Après les verres, vous marchez jusqu'à votre gelateria préférée près de la Piazza Navona. Tu prends pistache et chocolat noir. Clémence prend stracciatella et la fait immédiatement tomber sur sa chaussure, ce qui devient le moment le plus drôle de la semaine. Vous rentrez lentement par des rues tièdes, devant des églises éclairées et des restaurants où les gens ne s'attablent pour dîner qu'à neuf heures et demie. Rome la nuit est une autre ville — plus calme, dorée et infiniment belle.

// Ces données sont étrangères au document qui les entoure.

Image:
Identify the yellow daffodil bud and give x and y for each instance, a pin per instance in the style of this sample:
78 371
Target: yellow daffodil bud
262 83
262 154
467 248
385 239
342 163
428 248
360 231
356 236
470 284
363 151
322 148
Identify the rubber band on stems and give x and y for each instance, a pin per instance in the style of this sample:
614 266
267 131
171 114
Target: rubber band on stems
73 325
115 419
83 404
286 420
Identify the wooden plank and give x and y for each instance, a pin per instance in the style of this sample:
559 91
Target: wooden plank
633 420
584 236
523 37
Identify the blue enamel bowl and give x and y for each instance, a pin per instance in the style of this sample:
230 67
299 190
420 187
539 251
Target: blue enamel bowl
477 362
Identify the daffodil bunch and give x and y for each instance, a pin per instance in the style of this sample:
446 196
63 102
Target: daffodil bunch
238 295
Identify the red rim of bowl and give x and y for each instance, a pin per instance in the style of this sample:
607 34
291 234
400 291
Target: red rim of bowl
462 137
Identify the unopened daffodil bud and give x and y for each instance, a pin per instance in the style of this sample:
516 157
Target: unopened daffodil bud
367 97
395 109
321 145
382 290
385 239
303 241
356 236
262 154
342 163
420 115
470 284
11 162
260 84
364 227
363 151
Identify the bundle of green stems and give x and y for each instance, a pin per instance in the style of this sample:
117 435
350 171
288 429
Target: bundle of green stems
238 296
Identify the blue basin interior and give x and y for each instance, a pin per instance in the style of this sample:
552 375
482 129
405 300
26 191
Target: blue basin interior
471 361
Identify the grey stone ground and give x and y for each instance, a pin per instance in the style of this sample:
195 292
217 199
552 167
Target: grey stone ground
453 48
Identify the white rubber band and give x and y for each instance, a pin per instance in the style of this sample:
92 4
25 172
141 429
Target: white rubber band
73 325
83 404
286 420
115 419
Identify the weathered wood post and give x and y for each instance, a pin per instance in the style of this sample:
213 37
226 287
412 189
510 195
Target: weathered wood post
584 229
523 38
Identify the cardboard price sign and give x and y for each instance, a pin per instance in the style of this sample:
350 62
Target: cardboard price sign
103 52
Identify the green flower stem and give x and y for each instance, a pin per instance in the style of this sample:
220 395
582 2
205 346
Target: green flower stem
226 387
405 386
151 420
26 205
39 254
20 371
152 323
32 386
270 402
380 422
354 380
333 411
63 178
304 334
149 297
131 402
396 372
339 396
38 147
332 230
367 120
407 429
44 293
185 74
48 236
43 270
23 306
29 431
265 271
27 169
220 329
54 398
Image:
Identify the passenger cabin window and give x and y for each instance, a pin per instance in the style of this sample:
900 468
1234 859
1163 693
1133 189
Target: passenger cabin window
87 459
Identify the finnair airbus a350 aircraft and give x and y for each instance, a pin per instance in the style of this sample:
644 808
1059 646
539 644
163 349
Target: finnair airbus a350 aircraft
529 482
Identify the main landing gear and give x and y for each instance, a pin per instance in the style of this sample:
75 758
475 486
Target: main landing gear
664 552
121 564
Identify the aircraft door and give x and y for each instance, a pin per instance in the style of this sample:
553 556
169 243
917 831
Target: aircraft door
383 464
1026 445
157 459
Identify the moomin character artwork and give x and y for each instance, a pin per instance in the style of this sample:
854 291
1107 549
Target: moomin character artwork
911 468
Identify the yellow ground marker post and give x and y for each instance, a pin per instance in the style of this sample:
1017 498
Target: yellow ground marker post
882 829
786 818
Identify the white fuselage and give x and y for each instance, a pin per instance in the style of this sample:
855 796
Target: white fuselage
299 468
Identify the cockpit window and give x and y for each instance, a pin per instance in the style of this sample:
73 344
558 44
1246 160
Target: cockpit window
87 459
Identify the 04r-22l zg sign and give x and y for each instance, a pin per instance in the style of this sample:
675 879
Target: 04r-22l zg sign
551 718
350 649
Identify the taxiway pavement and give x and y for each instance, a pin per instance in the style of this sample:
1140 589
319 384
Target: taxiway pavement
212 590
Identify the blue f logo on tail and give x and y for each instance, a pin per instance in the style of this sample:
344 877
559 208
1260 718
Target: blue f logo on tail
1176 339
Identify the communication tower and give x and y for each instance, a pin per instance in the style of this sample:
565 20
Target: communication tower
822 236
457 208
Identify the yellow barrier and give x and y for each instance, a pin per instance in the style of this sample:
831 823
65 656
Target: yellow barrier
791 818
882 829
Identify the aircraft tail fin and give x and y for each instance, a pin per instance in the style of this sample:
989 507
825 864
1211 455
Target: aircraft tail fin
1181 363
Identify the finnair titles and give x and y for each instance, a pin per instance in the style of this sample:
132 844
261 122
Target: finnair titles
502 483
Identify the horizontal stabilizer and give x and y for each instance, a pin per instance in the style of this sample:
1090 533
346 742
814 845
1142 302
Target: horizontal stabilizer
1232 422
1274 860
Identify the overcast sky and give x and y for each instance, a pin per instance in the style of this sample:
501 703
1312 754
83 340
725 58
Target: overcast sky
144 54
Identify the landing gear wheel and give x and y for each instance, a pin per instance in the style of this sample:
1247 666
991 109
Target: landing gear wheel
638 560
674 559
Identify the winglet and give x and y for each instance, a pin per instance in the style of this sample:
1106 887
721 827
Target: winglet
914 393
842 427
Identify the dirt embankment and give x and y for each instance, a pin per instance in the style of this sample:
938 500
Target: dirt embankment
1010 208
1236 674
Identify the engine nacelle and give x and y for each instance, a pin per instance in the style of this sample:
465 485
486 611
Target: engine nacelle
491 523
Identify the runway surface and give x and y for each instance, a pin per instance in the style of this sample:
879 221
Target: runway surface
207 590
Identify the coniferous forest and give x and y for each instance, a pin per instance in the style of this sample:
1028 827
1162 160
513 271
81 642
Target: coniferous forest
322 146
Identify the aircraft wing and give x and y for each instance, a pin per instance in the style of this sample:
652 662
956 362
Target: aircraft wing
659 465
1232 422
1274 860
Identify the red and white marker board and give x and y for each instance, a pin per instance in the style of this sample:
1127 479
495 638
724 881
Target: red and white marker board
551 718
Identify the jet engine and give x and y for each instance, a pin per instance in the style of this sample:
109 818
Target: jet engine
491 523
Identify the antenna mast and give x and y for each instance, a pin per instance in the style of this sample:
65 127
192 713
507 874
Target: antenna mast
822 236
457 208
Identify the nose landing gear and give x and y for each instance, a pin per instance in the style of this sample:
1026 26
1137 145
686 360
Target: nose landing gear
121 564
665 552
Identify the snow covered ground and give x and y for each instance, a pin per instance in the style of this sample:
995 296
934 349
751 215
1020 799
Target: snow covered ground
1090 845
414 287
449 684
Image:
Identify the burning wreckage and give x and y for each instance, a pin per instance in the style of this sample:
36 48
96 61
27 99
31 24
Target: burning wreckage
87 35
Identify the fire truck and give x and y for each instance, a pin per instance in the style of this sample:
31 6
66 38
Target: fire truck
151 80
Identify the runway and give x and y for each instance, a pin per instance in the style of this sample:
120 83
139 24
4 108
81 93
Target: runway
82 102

Tu es rentrée à dix heures et demie. Tu envoies à ta mère une photo du gelato (avant l'incident de la chaussure), tu lis quelques pages du roman italien que tu es en train de lire, et tu mets ton réveil à sept heures et demie.

Les chiffres

L'Italie n'a pas de loi nationale unique régissant les au pairs comme l'Allemagne, mais il existe des normes largement acceptées et les arrangements sont bien établis. Voici à quoi ressemble un poste d'au pair typique en Italie :

  • Argent de poche : €250–300 par mois, selon la famille et les heures
  • Heures de travail : 25–30 heures par semaine
  • Jours de repos : au moins 1 jour complet par semaine, plus un week-end complet par mois
  • Vacances : 2 semaines de congés payés pour un séjour de 12 mois (négociable)
  • Cours de langue : beaucoup de familles contribuent aux cours d'italien, généralement €50/mois
  • Assurance : la famille d'accueil organise généralement l'assurance maladie ou t'ajoute à leur contrat
  • Hébergement et repas : chambre individuelle et tous les repas inclus

Pour une comparaison complète des salaires d'au pair par pays, consulte notre Guide des salaires au pair par pays. Et avant de signer quoi que ce soit, assure-toi d'avoir lu un modèle de contrat au pair correct pour savoir ce qui doit figurer par écrit.

Pourquoi l'Italie

L'Italie est un de ces endroits qui semblent trop beaux pour être vrais jusqu'à ce que tu y vives et que tu réalises que tout est réel. La nourriture est extraordinaire et elle est partout — pas seulement dans les restaurants, mais dans la façon dont les familles ordinaires cuisinent un mardi soir. L'italien est l'une des plus belles langues du monde, et l'apprendre en vivant avec une famille est plus rapide et plus naturel que n'importe quel cours. L'art, l'architecture, la lumière, le littoral, les montagnes — tu pourrais passer un an ici sans épuiser les choses à voir. Et les familles italiennes sont en général chaleureuses, bruyantes, généreuses, et sincèrement soucieuses de te faire sentir comme un membre de la famille plutôt que comme du personnel.